Stand on a 1,148-meter ridge in the Mata da Corda mountains of Minas Gerais, and you can pour out a bottle of water that will, depending on which side of the ridge you choose, end up in the Amazon basin or the Rio de la Plata. The Paranaiba begins here. So does the Abaete, its counterpart tributary to the São Francisco River. The two rise within walking distance on opposite flanks of the same mountain chain. A thousand kilometers downstream, the Paranaiba meets the Rio Grande at a triple border point between São Paulo, Minas Gerais, and Mato Grosso do Sul, and the Paraná River is born. The Paranaiba is the Paraná's most important source, and its own story is told in three parts: the high, the middle, and the low.
The Paranaiba flows north out of the Mata da Corda serra at an average elevation of 760 meters. For its first 370 kilometers, it crosses an underpopulated stretch of Minas Gerais, passing through the town of Patos de Minas at 770 meters. The slope is gentle, about 25 centimeters per kilometer. Small tributaries enter from the flanks of the Magalhaes peak and the Serra of Barbaca. At kilometer 729, the river meets the Verde River near the town of Contendas in Goias and bends sharply, taking up the border between Minas Gerais and Goias. That border-making continues for hundreds of kilometers. The middle Paranaiba cuts through diamond-bearing rock in what's called the triangle zones of Minas Gerais and Goias. Tributaries here have fed diamond prospectors for centuries. Valleys are narrow, banks rise steeply to 25 or 60 meters, and the river's slope steepens to 1.2 meters per kilometer.
The lower Paranaiba is a chain of reservoirs. Three major dams punctuate its course, all generating electricity for the southeast's industrial heart. The Itumbiara Dam, in operation since 1981 at Aporao, generates 2,082 megawatts and ranks as the most powerful in the Furnas hydroelectric complex. Downstream, the São Simão Dam adds another 2,680 megawatts. The Cachoeira Dourada station near Itumbiara, now operated by Endesa, feeds Goiania and Brasilia. But the dams cost Brazil a natural wonder. The São Simão Channel, also called the Canal de São Simão, was a narrow gorge carved into basalt, 23 kilometers long and 35 meters deep, on the Minas-Goias border. Its waters split into two parallel arms before merging again in a corridor of waterfalls. The São Simão Dam flooded it. The channel no longer exists. It was one of the greatest ecological losses in modern Brazilian history, and like the Guaira Falls downstream, it was traded for megawatts.
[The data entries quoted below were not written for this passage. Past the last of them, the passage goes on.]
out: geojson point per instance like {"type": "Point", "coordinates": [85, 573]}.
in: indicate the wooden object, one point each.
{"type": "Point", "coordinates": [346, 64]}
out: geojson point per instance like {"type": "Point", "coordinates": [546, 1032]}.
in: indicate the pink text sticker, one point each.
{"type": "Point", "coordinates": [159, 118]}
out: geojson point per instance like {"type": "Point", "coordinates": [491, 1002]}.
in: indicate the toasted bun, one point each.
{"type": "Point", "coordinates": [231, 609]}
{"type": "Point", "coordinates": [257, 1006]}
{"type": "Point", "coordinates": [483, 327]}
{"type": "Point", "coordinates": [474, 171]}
The Paranaiba gathers water from a dense network of tributaries. The São Marcos enters at kilometer 661 from the right bank. The Perdizes comes in at kilometer 633 from the left. The Bagagem enters at 596. Below that stretch, the Verissimo, the Corumba, the Santa Maria, the Jordao, the Araguari, and the Piedade all feed the middle Paranaiba. Together they drain a vast area of western Minas Gerais, southern Goias, and northern Mato Grosso do Sul. Agriculture occupies 20 to 50 percent of the river corridor, with the rest divided among pasture, cerrado, and protected areas. At kilometer 400, the river begins running on the famous basalt plate that underlies much of the Paraná basin. This geological signature will follow the water all the way to the sea.
The Paranaiba is navigable only for 180 kilometers, in the artificial lake of Ilha Solteira, as far as the São Simão Dam. Beyond those limits, the dams block passage and the natural rapids defeat shipping. There have been proposals to extend navigability deeper into central Brazil, potentially reaching Brasilia, but they remain proposals. Meanwhile the river carries pressures its planners did not anticipate. Bank erosion from sand extraction is severe. Original forest cover has largely been cleared. Practically 100 percent of the towns in the basin dump untreated sewage directly into its waters. Goiania, the state capital, sends 95 percent of its sewage untreated into the Meia Ponte, a Paranaiba tributary. The diamonds that once fueled prospector dreams are mostly gone. The hydroelectric potential has been substantially tapped. The pollution remains a public-health problem that outruns both the economic development and the ecological losses.
Representative coordinates for the middle Paranaíba are 19.22 degrees south, 46.17 degrees west, in the area where the river forms the Minas Gerais-Goias border. From altitude the river's signature feature is its chain of large reservoirs, particularly the Itumbiara and São Simão impoundments, which appear as broad dark-blue water bodies. The diamond-producing triangle zones upstream in Minas Gerais are recognizable by the mix of cultivated land and mining features. Nearest major airports include Uberlandia (SBUL) and Uberaba (SBUR) in Minas Gerais, and Goiania's Santa Genoveva (SBGO) to the west.